Mais cette coalition n’a pas résisté longtemps et le premier chef du gouvernement Habib Essid a été débarqué une année et quelques poussières après son investiture par une large majorité de 167 voix. Son successeur Youssef Chahed a toutes les peines du monde à résister aux coups de boutoir d’une Assemblée qui contrôle toute son action et qui détient les vrais leviers du pouvoir. Outre les lois qu’elle doit voter, le chef du gouvernement est contraint d’y revenir même pour le changement d’un simple secrétaire d’état pour obtenir sa confiance. D’où un temps fou perdu dans les concertations pour remanier don gouvernement, afin d’éviter toute surprise.

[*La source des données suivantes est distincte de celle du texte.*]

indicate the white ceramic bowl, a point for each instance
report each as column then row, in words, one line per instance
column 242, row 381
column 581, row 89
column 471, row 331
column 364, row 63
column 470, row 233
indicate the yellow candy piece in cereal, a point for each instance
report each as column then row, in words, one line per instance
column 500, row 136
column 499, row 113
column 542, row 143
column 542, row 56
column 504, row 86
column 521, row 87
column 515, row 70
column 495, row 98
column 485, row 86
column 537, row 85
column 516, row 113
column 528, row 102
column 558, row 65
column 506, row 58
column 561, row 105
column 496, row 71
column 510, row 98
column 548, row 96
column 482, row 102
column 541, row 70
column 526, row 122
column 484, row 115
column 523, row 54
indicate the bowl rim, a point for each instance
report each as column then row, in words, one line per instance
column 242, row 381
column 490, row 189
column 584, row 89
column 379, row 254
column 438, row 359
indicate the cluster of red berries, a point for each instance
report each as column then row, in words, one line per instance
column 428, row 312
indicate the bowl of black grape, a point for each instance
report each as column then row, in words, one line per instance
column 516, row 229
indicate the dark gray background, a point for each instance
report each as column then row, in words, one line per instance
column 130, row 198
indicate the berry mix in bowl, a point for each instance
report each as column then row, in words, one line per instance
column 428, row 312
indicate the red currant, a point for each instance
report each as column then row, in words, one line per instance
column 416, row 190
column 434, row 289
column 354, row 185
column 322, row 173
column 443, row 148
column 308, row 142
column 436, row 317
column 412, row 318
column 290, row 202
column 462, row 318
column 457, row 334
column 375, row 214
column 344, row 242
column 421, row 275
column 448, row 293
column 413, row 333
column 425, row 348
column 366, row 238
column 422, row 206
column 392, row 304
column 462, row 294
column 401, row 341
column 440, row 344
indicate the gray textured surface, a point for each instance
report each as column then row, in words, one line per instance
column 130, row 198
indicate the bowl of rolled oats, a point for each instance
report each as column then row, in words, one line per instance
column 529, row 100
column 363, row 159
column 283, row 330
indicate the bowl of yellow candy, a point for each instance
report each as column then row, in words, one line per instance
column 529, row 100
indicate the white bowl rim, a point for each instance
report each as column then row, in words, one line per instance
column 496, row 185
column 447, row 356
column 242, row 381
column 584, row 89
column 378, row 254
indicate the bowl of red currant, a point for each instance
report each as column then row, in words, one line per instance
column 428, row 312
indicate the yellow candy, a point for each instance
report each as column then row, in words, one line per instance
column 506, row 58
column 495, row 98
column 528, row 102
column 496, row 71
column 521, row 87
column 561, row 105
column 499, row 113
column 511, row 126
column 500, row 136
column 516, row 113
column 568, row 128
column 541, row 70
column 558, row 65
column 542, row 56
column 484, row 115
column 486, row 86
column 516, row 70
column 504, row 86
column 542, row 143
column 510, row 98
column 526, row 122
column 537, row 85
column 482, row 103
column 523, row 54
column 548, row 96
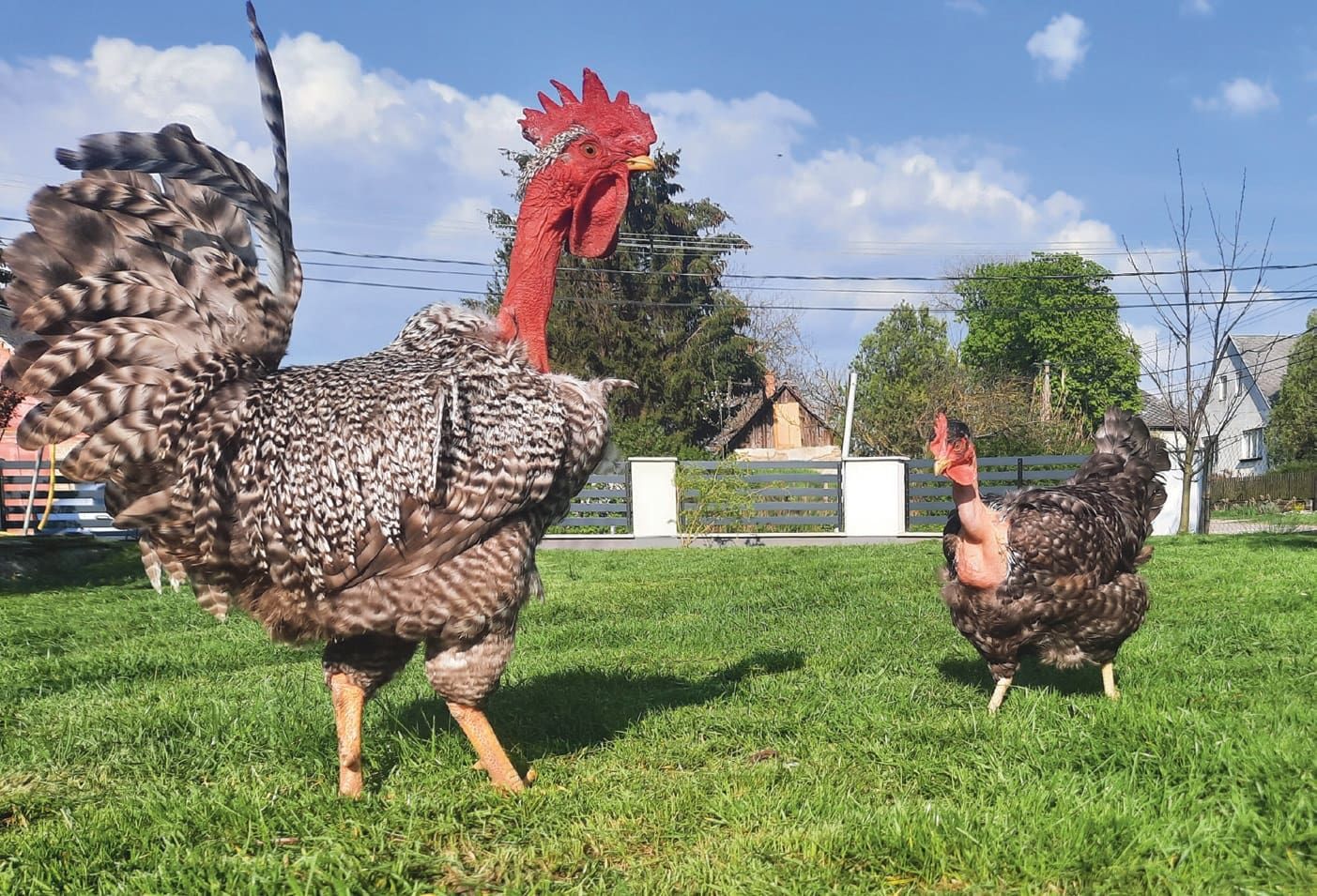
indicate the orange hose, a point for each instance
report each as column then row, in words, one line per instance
column 51, row 491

Du côté de Montplaisir, on fait bon cœur contre mauvaise fortune et on continue à croire en la solidité des rapports entre les deux « Cheikhs ». Dans un communiqué rendu public dans la soirée de mercredi dernier, le mouvement, s’est, en effet, félicité, « du souci du président de la république de consacrer la réconciliation globale et enraciner l'unité nationale des Tunisiens ». Il a réitéré son « attachement au consensus national et ses fondements aux côtés du mouvement Nida Tounes et la famille destourienne, tout en appelant les autres courants politiques à adhérer à ce processus ». Mieux, il se dit prêt à accorder sa confiance aux nouveaux membres du gouvernement malgré quelques réserves. L’alliance scellée avec Nidaa Tounes, le 6 juin, dernier, ne saurait être rompue. Ennahdha a fait état de son consensus avec Nidaa Tounes, son partenaire au pouvoir et continue à croire que les nuages qui traversent actuellement les relations entre Béji Caid Essebsi et son « allié » Rached Ghannouchi seront, bientôt, dissipés.